「(社説)チェルノブイリ 原発事故の過酷な教訓」

amamu2016-04-27


 以下、朝日新聞デジタル(2016年4月27日05時00分)から。

 (社説)チェルノブイリ 原発事故の過酷な教訓

 旧ソ連(現ウクライナ)のチェルノブイリ原発で、史上最悪の事故が起きて30年がたった。

 人間には1世代にあたる長い歳月だが、放射性物質は今も現場周辺を汚染したままだ。

 爆発した4号機は核燃料を取り出すこともできず、コンクリートの「石棺」で覆われた。だが、それも老朽化し、かまぼこ形の巨大な新シェルターで石棺ごと覆う工事が進んでいる。
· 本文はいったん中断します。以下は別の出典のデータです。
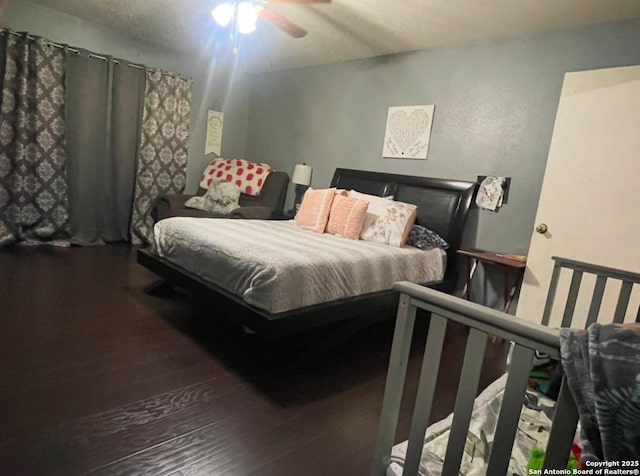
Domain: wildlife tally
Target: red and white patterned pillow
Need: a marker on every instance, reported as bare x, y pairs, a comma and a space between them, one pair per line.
249, 176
 子どもの甲状腺がんを始め、避難民や周辺住民の健康被害は今も続く。事故は継続中だ。

 原発の過酷事故をめぐり、チェルノブイリはさまざまな教訓を世界に示した。にもかかわらず、5年前には福島第一原発事故が起きた。人類はどこまで教訓をくみ取ったのだろうか。
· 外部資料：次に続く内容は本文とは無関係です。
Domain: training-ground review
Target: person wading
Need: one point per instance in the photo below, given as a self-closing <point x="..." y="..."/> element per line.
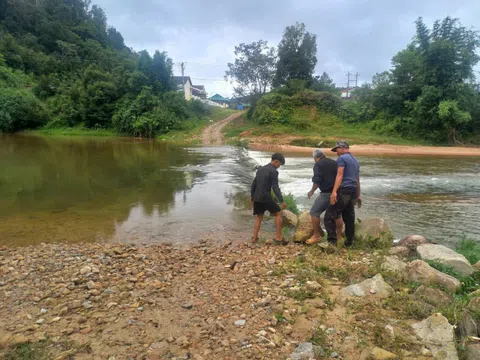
<point x="345" y="193"/>
<point x="265" y="181"/>
<point x="324" y="175"/>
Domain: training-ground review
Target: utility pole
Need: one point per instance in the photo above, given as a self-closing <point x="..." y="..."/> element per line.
<point x="349" y="81"/>
<point x="182" y="66"/>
 隣国ベラルーシの作家スベトラーナ・アレクシエービッチさんは、昨年のノーベル文学賞を受けた。著書「チェルノブイリの祈り」の邦訳が出て03年に初来日した際、「だらしないロシア人だからあのような事故が起きた。日本では学者たちがすべて緻密(ちみつ)に計算している。ありえない」と言われたと、朝日新聞との会見で語った。

 日本の社会は、産業界や行政、学者、メディアも含め、チェルノブイリの事故をどこか「ひとごと」のようにしてしまっていた責任を免れない。

 謙虚に教訓を学び、原発は恐ろしい事故を起こすものとの前提で安全対策を一から点検していれば、福島第一の事故は避けられたかもしれない。

 生かされた教訓もあった。原発の近隣地域で放射能に汚染された飲食物の摂取と出荷を早期に禁じたことは、住民の内部被曝(ひばく)を防げなかったチェルノブイリの反省があってのことだ。

 だが、放射線放射能の違いや原発事故の特徴など、基本的な知識が、周辺住民にさえ行き渡っていなかった点は同じだ。

 福島の事故から5年。日本は森林の大半を除き、周辺を除染する選択をした。とはいえ、実際には放射能を別の場所に移す「移染」でしかない。

 地球環境意識の高まりとともに、世代も国境も超えて影響を及ぼす環境汚染が原発事故の特徴と認識されるようになった。

 遠隔地に長期避難すると、住民の帰還への思いは年齢や職業などによって分断されていく。たとえ帰れるようになったとしても、元通りのコミュニティーの復活はありえない。

 事実上半永久的に人間と地球に取り返しのつかない被害をもたらす放射能汚染の理不尽さ。

 原発のそんなリスクを、チェルノブイリは語り続けている。